File: src/renderer/src/aiCore/chunk/AiSdkToChunkAdapter.ts
3. Chunk → UI blocks (callback design philosophy)
Chunks are consumed by callbacks and turned into message blocks. I do not treat callbacks as “random handlers”; they are the contract between streaming and UI. The design principle is:
- Every chunk type maps to a predictable block mutation.
- Callbacks are specialized so each block type is owned by one callback (tool, text, thinking, error, citation, etc.).

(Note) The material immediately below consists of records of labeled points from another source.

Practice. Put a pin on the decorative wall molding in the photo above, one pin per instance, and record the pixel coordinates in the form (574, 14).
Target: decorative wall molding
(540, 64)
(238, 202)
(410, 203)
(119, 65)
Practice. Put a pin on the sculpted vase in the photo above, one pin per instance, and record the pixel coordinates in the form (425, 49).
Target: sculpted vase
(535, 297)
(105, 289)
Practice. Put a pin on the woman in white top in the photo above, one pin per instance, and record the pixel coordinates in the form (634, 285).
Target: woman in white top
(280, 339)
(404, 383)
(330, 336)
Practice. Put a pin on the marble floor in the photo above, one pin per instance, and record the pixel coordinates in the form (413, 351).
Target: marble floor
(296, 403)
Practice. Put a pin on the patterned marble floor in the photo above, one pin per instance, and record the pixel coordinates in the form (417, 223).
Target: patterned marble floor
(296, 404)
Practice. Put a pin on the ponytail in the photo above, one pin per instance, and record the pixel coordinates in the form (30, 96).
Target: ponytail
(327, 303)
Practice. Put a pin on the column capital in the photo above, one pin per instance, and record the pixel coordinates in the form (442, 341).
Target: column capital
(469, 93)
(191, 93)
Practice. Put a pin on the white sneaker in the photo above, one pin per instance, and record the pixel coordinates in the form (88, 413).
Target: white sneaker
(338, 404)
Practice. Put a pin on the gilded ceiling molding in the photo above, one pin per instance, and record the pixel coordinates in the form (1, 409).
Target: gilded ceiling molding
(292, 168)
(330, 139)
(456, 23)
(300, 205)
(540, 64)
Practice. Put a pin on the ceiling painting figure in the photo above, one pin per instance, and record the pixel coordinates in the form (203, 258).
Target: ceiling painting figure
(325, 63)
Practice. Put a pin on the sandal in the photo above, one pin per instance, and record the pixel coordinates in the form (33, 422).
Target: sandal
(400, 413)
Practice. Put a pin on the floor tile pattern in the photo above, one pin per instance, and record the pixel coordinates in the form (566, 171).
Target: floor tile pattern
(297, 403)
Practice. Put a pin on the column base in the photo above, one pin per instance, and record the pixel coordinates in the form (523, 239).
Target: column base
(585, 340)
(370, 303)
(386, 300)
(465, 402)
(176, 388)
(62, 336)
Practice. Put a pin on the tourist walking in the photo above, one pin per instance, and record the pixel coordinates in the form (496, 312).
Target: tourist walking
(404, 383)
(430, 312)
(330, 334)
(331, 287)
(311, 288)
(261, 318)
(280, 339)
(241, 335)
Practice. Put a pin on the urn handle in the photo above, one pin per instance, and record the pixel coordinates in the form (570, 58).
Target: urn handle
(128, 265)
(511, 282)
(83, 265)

Tool callbacks handle tool blocks and approval cleanup, while base callbacks handle completion, errors, usage, metrics, and notifications. This split keeps the UI logic composable and reduces cross-coupling between block types.
Callbacks involved: toolCallbacks, baseCallbacks
4. Trace integration (AI SDK trace + adapter + existing trace format)
We deprecated the old trace integration path and moved to AI SDK trace + an adapter so we can keep our existing SpanEntity format. The idea is to let the SDK own trace context and spans, then convert those spans into the format our UI and storage already understand.
There are two pieces:
_completionsForTracewraps the modern pipeline and callsaddSpan/endSpanaround the SDK call.AiSdkSpanAdapterconverts AI SDK spans into our SpanEntity format, including token usage, inputs/outputs, and operation type.
File: src/renderer/src/aiCore/index_new.ts
File: src/renderer/src/aiCore/trace/AiSdkSpanAdapter.ts
5. Why this chain is the architecture
The real architecture is the chain itself:
flowchart TD A[ModernAiProvider entry] --> B[buildPlugins + createExecutor] B --> C[executor.streamText] C --> D[AiSdkToChunkAdapter] D --> E[Chunk callbacks] E --> F[BlockManager + UI blocks]
This chain is where I invested most of the design effort. It gives me three guarantees:
- The UI always receives a small, stable set of chunk types.
- Provider quirks stop at the adapter boundary.
- Tool results, reasoning, and images are rendered consistently.
Takeaways
- The entry point is deliberately thin; the runtime pipeline carries the complexity.
- Chunk normalization is the bridge that keeps UI simple.
- Callbacks are the UI contract, not just event handlers.
- The “aiCore → UI” chain is the true architecture in practice.